The Find My app will let you know how far away the tagged item is, and what direction you should head off in. Siri can help you located your tagged items, and Apple’s commitment to accessibility also ensures a voiceover option for those who are visually impaired or blind. If you’re within Bluetooth range, Precision Finding (turn-by-turn directions) kicks in, which gives you a better idea of exactly where the tagged item is. You also can ping the AirTag to make a noise to help you find it.
All of this might sound familiar to those of you who have used trackers in the past. The real magic comes into play with the Find My app and the vast network of close to a billion devices out there. The AirTag sends out a scrambled signal that can be picked up by any iOS or MacOS device. According to Apple:
“Find My works offline by sending out short range Bluetooth signals from the missing device that can be detected by other Apple devices in use nearby. Those nearby devices then relay the detected location of the missing device to iCloud so users can locate it in the Find My app—all while protecting the privacy and security of all the users involved.”
I am a fan of the Find My app. I am not opposed to friends and family knowing where I am. The end-to-end encryption within the Find My network keeps location data private and anonymous enough for me. I embrace the power of this digital ecosystem and trust in its security.
Incorporating AirTags into Work
Locating misplaced things is a part of everyday life. How might we integrate what we’re learning from AirTags into our workplace training scenarios?

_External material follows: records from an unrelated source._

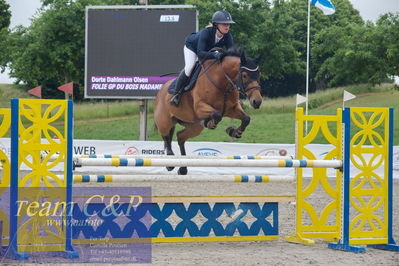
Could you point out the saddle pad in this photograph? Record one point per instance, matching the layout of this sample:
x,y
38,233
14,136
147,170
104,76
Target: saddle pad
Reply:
x,y
191,83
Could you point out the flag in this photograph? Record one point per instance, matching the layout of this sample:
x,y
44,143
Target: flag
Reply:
x,y
68,88
348,96
300,99
324,5
37,91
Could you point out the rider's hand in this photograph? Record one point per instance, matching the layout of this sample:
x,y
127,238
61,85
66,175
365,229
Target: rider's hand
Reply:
x,y
217,55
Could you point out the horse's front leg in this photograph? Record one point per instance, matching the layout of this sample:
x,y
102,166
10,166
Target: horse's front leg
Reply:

I have worked with organizations that used Tiles to tag their most sought-after reference binders (yes, many folks are still using that binder out on the manufacturing floor). I have a colleague who has used Tiles to track their belongings while traveling, only to find the battery dead on the Tile and their luggage lost.
I can imagine the scenario when I get back on the road again with the Training Technology Test Kitchen. There will be AirTags nestled among the learning tech gadgets that I risk placing in checked luggage, and I will be able to track their journey to my Training event destination—my take on turning a regular travel bag into a smart bag!
Lost item trackers are nothing new, but the Apple AirTags have me thinking about other ways we might tap into secure digital ecosystems to shape the way we work. I’ve made a commitment to integrating these AirTags into a few experimental scenarios. After all, what do I have to lose?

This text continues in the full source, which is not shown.